Sakura at Kobe College
I have been thinking a lot about love, recently. Not deliberately, nor intentionally, and certainly not to great effect. Instead, the thoughts extrude, cropping up unsolicited in more reasoned reflection, like Spring crocuses, or dandelions perhaps. It may be the season, which is not the cruellest month this year, but a welcome relief from so much snow on the mountain, and the huddling around the kotatsu in the mornings. Or it could be the discussion I heard on last week’s Start the Week, in which Andrew Marr’s interviewee was the author of a new book on the subject of other than romantic or erotic love—on varieties of agape. Or it might have been Julian asking me last week whether I loved him more than his older brother (How have I failed as a parent so far that he harbours such insecurity?). Most probably, these are all related phenomena, the warm breezes and chatter of the end of winter. I can’t express the sentiment better than Tom Waits, you should just watch and listen (Winter dreams the same dream every time, but baby, you can never hold back Spring)

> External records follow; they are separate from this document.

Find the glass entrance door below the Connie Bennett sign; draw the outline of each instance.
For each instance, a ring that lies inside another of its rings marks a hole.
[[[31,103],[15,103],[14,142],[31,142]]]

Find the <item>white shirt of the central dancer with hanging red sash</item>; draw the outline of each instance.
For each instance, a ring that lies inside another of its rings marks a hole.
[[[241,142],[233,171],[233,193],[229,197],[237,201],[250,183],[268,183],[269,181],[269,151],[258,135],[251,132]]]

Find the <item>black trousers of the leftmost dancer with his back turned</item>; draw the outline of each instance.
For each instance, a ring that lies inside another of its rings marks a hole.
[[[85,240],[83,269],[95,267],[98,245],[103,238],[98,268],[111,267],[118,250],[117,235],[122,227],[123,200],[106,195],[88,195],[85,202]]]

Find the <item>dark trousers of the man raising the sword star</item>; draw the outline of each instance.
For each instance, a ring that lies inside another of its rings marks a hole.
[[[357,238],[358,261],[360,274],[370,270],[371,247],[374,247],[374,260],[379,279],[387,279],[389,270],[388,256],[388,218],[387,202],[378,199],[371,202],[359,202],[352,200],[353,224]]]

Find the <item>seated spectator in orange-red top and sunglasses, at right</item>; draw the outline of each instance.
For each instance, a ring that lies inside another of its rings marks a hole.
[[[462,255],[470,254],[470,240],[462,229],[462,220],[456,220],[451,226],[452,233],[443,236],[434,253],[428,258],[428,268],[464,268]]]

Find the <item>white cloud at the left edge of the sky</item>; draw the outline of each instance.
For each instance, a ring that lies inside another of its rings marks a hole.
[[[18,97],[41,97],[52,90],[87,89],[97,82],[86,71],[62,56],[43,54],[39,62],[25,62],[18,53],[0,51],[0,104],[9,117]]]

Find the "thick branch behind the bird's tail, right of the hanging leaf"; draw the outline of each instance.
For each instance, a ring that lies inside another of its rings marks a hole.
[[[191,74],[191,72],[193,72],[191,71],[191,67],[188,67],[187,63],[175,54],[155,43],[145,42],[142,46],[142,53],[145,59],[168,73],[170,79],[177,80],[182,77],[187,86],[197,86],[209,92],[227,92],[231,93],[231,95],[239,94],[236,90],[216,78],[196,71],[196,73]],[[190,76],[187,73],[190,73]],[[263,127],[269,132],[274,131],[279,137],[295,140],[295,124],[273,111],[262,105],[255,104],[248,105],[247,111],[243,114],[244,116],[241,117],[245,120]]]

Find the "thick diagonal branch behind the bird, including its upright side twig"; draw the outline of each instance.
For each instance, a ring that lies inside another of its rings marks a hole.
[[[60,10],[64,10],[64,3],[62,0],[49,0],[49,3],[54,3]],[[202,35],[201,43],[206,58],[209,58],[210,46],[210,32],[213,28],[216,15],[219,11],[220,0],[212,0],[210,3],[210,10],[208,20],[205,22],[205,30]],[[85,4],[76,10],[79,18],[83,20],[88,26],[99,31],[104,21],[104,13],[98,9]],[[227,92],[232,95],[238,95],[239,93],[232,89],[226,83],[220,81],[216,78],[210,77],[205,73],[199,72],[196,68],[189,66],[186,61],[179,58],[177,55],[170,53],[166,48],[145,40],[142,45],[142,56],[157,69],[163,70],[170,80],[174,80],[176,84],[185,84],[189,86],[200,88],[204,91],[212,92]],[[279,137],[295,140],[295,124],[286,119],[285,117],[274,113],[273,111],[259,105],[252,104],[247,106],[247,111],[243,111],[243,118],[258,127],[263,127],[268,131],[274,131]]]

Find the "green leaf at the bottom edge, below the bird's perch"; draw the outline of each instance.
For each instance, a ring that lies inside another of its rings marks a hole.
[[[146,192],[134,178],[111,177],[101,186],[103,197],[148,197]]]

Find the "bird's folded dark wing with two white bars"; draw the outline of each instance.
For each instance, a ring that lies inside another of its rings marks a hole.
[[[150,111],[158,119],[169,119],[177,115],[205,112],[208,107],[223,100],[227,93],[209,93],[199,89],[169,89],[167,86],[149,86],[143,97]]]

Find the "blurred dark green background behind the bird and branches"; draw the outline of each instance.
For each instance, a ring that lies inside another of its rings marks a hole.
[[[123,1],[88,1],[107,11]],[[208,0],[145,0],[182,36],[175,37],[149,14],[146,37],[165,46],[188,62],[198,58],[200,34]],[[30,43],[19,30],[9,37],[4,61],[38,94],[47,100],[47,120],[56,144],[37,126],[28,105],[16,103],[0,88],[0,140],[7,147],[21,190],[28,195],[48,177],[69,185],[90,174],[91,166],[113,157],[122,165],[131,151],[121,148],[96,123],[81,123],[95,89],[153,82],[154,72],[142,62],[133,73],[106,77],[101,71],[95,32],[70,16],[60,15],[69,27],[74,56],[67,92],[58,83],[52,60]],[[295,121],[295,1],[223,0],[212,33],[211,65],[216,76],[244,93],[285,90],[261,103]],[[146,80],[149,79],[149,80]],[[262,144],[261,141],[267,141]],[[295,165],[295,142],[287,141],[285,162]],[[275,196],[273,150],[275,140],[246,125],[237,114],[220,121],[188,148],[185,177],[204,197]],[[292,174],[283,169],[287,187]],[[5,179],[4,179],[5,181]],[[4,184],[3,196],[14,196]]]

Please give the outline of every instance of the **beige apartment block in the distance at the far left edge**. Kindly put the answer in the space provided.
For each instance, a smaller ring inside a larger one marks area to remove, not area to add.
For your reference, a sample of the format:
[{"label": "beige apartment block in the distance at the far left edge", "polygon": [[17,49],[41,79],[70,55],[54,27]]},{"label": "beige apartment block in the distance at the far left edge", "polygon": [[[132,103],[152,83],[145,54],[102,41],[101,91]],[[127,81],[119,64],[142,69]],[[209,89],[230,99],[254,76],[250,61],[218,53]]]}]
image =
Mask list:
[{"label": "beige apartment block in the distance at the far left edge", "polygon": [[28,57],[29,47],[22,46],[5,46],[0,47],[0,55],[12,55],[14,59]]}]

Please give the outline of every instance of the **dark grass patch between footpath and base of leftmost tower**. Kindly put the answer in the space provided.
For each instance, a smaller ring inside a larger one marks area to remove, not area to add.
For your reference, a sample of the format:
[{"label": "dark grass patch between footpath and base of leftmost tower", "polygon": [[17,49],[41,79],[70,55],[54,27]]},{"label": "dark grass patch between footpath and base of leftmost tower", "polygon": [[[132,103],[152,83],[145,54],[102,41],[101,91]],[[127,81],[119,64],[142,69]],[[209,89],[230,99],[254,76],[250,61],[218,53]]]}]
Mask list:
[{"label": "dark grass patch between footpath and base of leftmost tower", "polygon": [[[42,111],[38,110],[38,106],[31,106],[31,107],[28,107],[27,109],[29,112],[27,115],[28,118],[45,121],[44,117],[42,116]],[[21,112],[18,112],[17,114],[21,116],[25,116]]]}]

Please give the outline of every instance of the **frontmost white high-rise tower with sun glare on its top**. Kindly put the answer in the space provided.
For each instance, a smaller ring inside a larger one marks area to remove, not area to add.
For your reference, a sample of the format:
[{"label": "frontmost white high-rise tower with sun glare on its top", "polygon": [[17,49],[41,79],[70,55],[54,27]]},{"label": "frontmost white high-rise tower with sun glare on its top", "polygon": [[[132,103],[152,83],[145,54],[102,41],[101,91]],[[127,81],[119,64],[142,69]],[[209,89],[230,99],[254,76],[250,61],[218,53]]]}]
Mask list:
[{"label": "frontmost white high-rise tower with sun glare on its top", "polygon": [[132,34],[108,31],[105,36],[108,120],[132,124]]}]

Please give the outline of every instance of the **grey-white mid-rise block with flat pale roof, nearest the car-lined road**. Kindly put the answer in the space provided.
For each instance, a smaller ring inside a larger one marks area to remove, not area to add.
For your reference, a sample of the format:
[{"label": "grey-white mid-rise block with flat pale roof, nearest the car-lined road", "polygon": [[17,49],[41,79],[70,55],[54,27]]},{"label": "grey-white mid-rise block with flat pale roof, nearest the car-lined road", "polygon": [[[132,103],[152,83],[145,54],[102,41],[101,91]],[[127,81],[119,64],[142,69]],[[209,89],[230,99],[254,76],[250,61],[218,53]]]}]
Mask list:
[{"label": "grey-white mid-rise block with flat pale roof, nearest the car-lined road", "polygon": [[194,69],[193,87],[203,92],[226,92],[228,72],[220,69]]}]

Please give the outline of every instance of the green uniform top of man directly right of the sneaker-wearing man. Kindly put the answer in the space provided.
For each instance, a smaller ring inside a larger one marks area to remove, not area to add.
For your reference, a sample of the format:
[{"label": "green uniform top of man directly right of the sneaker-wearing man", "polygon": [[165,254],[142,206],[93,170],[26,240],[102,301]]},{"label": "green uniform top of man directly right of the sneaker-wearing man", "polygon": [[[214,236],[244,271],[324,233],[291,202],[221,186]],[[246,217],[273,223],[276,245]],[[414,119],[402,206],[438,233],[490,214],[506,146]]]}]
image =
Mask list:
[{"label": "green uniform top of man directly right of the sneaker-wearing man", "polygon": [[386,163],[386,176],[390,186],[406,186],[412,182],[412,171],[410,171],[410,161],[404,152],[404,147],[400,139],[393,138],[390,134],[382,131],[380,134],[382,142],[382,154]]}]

Anyway, these minor eruptions of the unconscious have produced two small insights in my own understanding of love, which is all we can talk about with any confidence. The first is the right ‘long answer’ to Julian’s question, which requires a piece to itself to unpack properly. (The short answer is No, of course.) The second insight is this:
There is no such thing as unconditional love, beyond the intoxication of adolescence. There are always strings. It’s simply that for our children we are infinitely willing to alter the conditions of our emotional contracts, on the turn of a dime, whereas for most other people we are not: in the case of other adults, we prefer to maintain the illusion of personal integrity, and clinging forever to the letter—rather than the spirit—of the original document. As if were real...
The ponies run, the girls are young,
The odds are there to beat
You win a while, and then it's done
Your little winning streak.

And summoned now to deal
With your invincible defeat
You live your life, as if it's real
A thousand kisses deep.

Leonard Cohen, A Thousand Kisses Deep (Recorded Version)

And the infinitely superior spoken section of the poem


With that sorted, I can get back to preparing my lessons.